Three minutes later, a complement of six Naval guards, all armed with Russian Kalashnikovs, was piling out of the accommodation block and boarding a waiting jeep. It was the first time they had ever been summoned to do anything after dark, and they almost went the wrong way.
Rattlesnake and Buster watched them leave, burning rubber outside the building and then making a U-turn, heading wrongly for the dry-dock inlet. At the end of the first throughway between the buildings, they swung right, down between the power station and the main workshops. They shot through the gap between the warehouses and the ordnance store, and then made a corrective right turn along the jetties. Lieutenant Bo, high above on the upper deck of the warship, watched them go roaring down the blacktop toward the guardhouse.
And there, of course, they discovered that the place was strangely empty. No duty guard. No duty night engineer. All six men jumped out and began to look around outside, spending several minutes calling out for the missing men. However, the patrol leader, Lt. Rufeng Li, went back into the little outpost’s control room and took a look at the television screens.

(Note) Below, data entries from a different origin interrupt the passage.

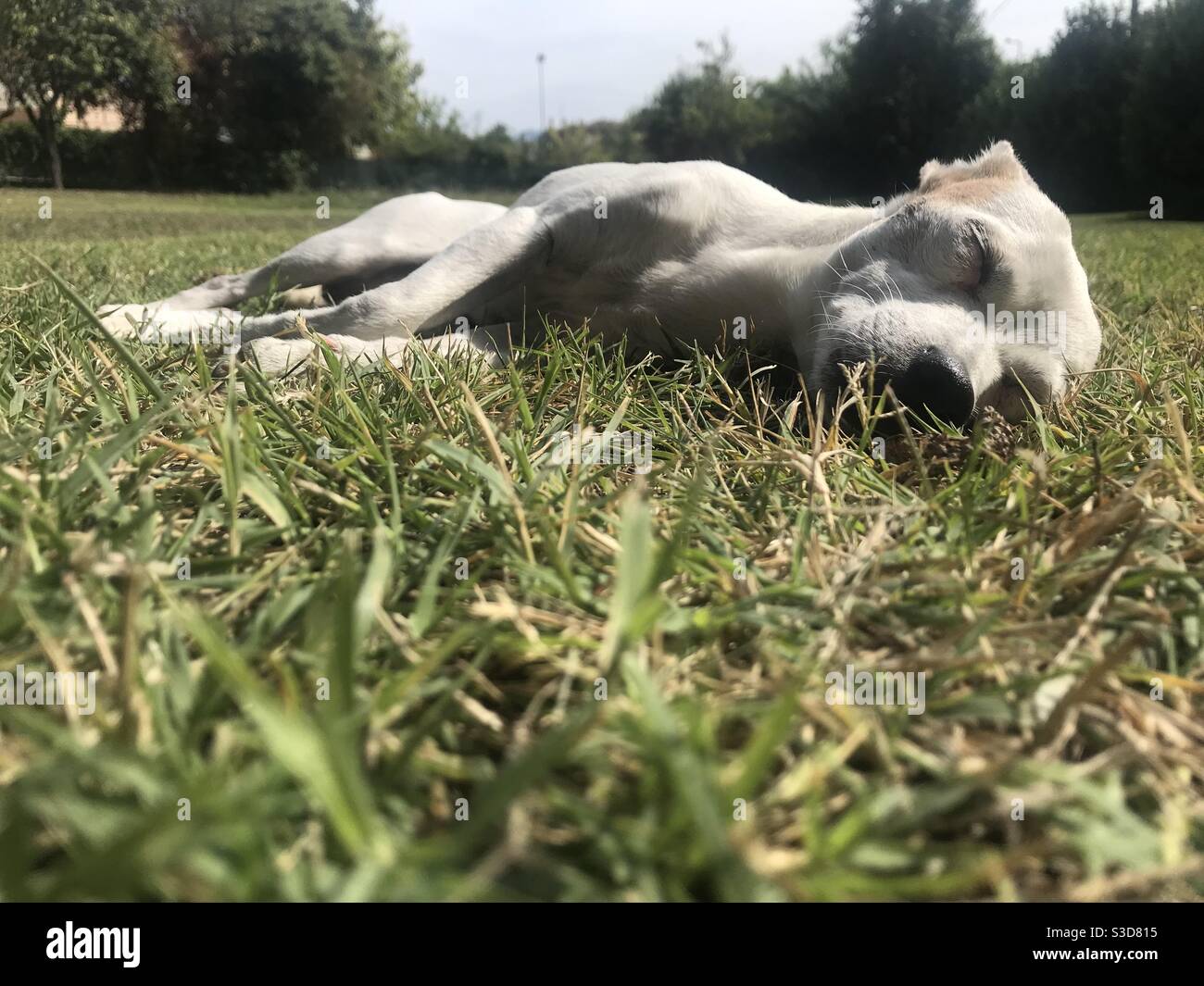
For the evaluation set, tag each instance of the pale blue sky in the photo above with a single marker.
(606, 56)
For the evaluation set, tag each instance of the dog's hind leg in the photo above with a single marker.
(393, 237)
(482, 265)
(273, 356)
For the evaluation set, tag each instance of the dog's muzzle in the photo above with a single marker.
(932, 387)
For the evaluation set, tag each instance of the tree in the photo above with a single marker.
(1163, 120)
(56, 56)
(281, 85)
(897, 92)
(713, 112)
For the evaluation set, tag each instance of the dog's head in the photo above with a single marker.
(963, 293)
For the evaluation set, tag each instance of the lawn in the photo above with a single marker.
(361, 637)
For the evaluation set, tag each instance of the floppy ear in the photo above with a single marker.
(998, 160)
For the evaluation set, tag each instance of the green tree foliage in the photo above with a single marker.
(711, 112)
(278, 85)
(1163, 119)
(56, 56)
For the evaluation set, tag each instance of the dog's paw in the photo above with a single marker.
(125, 321)
(277, 357)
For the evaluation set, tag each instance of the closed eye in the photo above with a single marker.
(987, 260)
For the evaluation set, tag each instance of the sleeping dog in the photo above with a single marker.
(962, 293)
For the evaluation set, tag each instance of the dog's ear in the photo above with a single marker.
(998, 160)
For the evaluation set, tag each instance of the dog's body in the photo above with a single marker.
(685, 253)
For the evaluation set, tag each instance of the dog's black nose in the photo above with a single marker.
(935, 384)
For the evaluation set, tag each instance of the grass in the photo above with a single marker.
(384, 676)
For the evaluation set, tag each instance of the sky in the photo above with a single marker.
(605, 58)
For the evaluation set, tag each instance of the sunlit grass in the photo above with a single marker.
(384, 616)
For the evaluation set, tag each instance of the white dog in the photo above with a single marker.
(964, 293)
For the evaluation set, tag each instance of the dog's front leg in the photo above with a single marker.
(481, 265)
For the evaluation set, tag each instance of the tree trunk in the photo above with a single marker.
(47, 125)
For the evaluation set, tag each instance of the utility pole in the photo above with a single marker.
(538, 61)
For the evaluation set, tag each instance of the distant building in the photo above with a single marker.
(107, 119)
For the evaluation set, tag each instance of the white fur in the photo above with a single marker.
(663, 252)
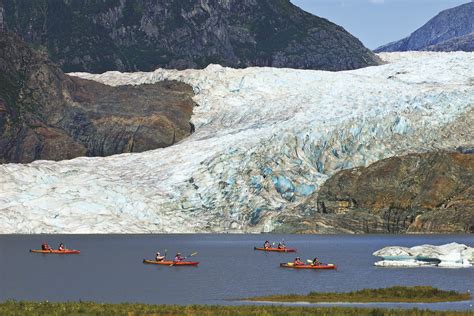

And at that precise moment in the power station, Rick Hunter, noticing a scanning camera in the corner of the steam-entry room, took it out with a volley of bullets at 25-foot range. Lieutenant Rufeng was thus watching the screens when one of them just blanked right out. It did not even fizz, or show interference. It just blacked into nothing.
The Lieutenant, however, did not suspect something drastic was happening. He just thought instantly that the two missing men were working wherever that screen had failed. And he took a close look at the wording below, which told him the camera was located on the upper southwest corner of the main shaft room in the power station.
He walked outside and summoned his patrol. He took his time, and lit a cigarette and told them laconically that he had solved the mystery: the two missing men had gone to attend to some kind of machine failure in the power station, and while it was irregular to leave the guardhouse unmanned, the problem may have been quite serious. They had obviously gone to deal with it together. After all, no guard had ever been called to deal with a prowler of any kind since the base had opened six months ago. He, Lt. Rufeng, understood those kinds of priorities, which was only to be expected.
He held his cigarette in his front teeth, an affectation just learned from a tobacco commercial on the Internet. He smiled languidly. It was a smile that said, “Don’t worry, gentlemen. The reason I have achieved a position so superior to your own is my natural penchant for using the little gray cells rather than running around in a frenzy.” At this particular moment, Lt. Rufeng, in his own mind, was the Hercule Poirot of the Orient.
It was 0325, and Rick and his team were working furiously in the shaft room, trying to shut off the lower valve, the one three thousand feet down, right above the boiling steam lake. They had located a control board and made the switches, three big ones, which Rick and Dallas believed had shut down all three valves.